Making Room for Political Diversity in the Workplace

At the end of every election season, it’s ever more clear: we live in a time of political divisiveness in our general culture.

When we are at work, how do we listen to and speak with each other about potentially polarizing topics, where our political affiliations tap into our sometimes very different personal beliefs?

The workplace isn’t center stage for political discussions. However, as in all places where we spend time with others, the workplace functions best when it’s able to accommodate a diversity of beliefs.

Here are some key ways to allow for political diversity at work, and how to keep political discussions from damaging your workplace culture:

  • Create cultures of political diversity, not political division.

    The more we fear our political divisions, the more we nourish a culture of fear. If a political discussion breaks out at a meeting, and tension enters the room, receive the tension. Try not shutting the conversation down, but framing it: “I see that Jane believes X. I see that Sam believes Y. We need to move away from this at the moment, but let’s remember that we respect and allow for political diversity here.” When managers frame difficult conversations this way, it shows others how to frame them.

  • Model accountability.

    Part of accountability is acknowledging that our behavior creates experiences for others. Accountability is first a reflective internal process (“How did I handle that moment?) and then a receptive external communication skill (“Hey, I think I handled that moment wrong. How could I have framed it better?”) The more you put your own accountability into the work environment, the more your workplace will be able to accommodate a diversity of political opinions in a respectful way. 

  • Being professional means being a real person.

    Everyone wants to be seen and heard, no matter what kind of workplace you have — hybrid, remote, or in-person. Being “professional” doesn’t mean closing off what’s important to you, personally, from your teams. Model and create a culture of sharing who you are in appropriate, contained moments. Differences, including political ones, will come to light: recognize these differences, but don’t give them the spotlight.

  • Align your common goals and your organization’s Cultural Beliefs.

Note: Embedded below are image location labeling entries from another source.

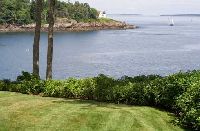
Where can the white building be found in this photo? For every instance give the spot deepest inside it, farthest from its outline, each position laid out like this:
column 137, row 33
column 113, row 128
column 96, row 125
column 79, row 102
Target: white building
column 102, row 14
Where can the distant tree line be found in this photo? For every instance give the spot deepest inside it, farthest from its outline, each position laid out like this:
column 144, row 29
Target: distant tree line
column 23, row 11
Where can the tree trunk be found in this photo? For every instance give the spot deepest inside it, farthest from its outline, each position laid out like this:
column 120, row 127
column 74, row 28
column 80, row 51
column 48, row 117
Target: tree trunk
column 37, row 37
column 50, row 40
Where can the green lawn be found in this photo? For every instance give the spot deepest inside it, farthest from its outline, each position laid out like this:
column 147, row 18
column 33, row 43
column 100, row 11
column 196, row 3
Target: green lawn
column 24, row 112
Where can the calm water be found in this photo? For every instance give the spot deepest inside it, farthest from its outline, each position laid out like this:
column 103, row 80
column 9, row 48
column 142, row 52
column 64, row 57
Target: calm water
column 154, row 48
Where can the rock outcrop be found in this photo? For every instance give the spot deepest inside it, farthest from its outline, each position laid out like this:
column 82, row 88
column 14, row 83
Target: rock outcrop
column 69, row 25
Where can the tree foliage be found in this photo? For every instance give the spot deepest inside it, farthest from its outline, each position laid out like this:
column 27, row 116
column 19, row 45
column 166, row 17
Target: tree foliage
column 23, row 11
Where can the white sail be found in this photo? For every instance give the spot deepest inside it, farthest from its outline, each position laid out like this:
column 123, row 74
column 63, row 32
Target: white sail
column 171, row 22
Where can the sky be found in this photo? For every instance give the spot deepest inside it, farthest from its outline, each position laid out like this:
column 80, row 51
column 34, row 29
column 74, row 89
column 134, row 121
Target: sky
column 153, row 7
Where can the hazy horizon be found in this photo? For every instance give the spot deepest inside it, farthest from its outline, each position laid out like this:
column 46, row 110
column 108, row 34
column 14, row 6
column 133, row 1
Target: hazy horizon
column 145, row 7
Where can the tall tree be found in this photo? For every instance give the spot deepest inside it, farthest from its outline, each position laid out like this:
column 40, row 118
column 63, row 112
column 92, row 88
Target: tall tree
column 37, row 37
column 51, row 5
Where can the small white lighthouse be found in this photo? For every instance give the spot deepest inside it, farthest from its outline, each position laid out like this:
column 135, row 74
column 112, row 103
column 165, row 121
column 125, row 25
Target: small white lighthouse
column 102, row 14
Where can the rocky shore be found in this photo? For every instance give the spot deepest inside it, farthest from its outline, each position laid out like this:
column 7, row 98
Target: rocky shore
column 69, row 26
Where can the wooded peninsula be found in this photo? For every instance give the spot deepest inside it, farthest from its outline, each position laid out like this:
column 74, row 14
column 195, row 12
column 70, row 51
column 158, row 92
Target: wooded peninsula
column 19, row 16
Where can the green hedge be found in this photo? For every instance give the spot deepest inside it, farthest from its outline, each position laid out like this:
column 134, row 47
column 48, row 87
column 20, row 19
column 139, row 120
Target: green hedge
column 179, row 93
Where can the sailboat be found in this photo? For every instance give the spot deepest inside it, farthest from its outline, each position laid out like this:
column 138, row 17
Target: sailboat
column 171, row 22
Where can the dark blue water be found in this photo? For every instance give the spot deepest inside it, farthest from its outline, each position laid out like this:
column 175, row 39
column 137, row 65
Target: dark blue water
column 154, row 48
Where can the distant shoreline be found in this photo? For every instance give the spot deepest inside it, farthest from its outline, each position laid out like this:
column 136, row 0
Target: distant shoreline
column 70, row 27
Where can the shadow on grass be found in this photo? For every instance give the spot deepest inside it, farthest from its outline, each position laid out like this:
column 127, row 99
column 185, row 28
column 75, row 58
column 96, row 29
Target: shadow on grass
column 89, row 104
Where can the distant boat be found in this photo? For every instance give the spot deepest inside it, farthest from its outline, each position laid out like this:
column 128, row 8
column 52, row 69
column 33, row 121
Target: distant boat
column 171, row 22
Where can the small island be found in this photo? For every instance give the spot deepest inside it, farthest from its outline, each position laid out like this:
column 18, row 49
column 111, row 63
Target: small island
column 68, row 17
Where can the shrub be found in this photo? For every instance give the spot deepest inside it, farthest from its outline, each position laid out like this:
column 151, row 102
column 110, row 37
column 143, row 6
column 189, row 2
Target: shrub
column 189, row 105
column 104, row 88
column 29, row 84
column 1, row 85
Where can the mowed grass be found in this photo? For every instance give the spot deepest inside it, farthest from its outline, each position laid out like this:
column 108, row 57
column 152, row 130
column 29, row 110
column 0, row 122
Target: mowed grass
column 25, row 112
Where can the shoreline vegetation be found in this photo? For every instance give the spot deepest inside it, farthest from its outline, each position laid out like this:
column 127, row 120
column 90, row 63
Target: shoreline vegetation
column 178, row 93
column 65, row 25
column 20, row 16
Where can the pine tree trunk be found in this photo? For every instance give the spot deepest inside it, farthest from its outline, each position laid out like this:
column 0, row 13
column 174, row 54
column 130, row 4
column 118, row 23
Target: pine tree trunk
column 50, row 40
column 37, row 37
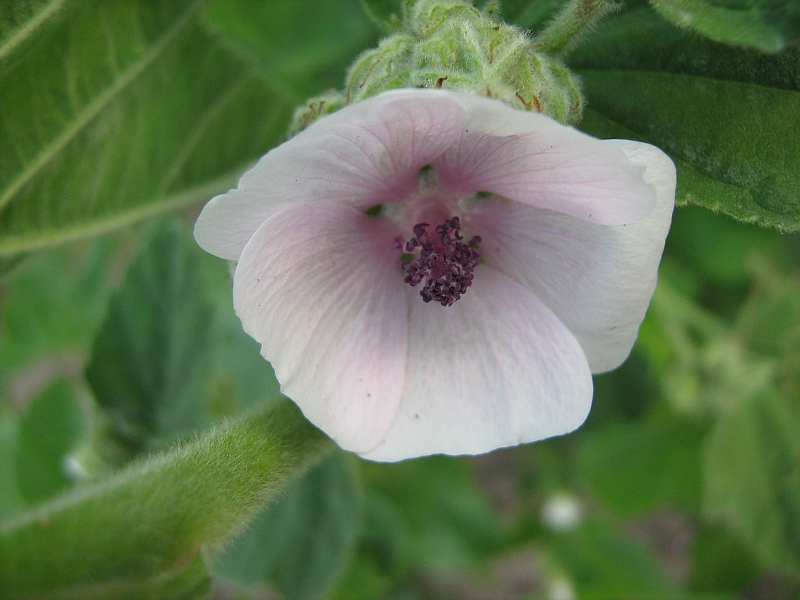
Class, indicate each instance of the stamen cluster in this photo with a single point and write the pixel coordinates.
(445, 262)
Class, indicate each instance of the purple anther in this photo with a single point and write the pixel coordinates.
(445, 264)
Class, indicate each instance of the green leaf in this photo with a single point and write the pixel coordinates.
(49, 430)
(719, 562)
(11, 499)
(302, 543)
(47, 285)
(604, 563)
(384, 13)
(641, 466)
(241, 376)
(120, 111)
(152, 357)
(302, 47)
(450, 523)
(752, 479)
(147, 522)
(730, 118)
(20, 22)
(767, 26)
(530, 14)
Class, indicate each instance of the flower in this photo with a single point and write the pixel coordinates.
(544, 244)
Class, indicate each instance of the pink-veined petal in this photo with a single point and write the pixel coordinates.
(534, 160)
(495, 369)
(321, 289)
(598, 279)
(364, 154)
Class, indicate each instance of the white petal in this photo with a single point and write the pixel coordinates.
(229, 220)
(597, 279)
(364, 154)
(495, 369)
(532, 159)
(321, 289)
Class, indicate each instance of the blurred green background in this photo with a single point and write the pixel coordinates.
(119, 119)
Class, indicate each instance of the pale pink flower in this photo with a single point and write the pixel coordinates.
(571, 232)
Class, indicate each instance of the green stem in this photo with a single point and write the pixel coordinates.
(575, 20)
(155, 517)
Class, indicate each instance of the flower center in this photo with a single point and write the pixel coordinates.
(445, 263)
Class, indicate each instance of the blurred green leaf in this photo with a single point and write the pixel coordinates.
(449, 521)
(119, 112)
(767, 26)
(381, 553)
(603, 563)
(50, 428)
(301, 47)
(38, 294)
(11, 499)
(729, 117)
(151, 360)
(19, 22)
(644, 465)
(302, 543)
(241, 376)
(752, 478)
(719, 562)
(142, 526)
(384, 12)
(770, 322)
(530, 14)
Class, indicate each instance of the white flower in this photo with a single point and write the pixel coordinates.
(567, 233)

    The key is to keep your people aligned on the reason why you are working together: to achieve the organizational purpose, drive toward targeted results, and model your organization’s Cultural Beliefs. Political beliefs or a discussion of them should never overtake your workplace culture and its purpose. But differences held by people, and practicing recognizing those differences, needs to be given a place. This practice can, in turn, strengthen a workplace culture.

Part of any work culture is learning how to navigate the complex issues of our larger world within the workplace ecosystem. Healthy cultures embrace complexity. Cultures that aim to suppress all expression of political differences, or can’t support a diversity of political perspectives, tend to defer and amplify actual conflict, instead of productively addressing it. And avoiding complex issues altogether is just that: avoidant.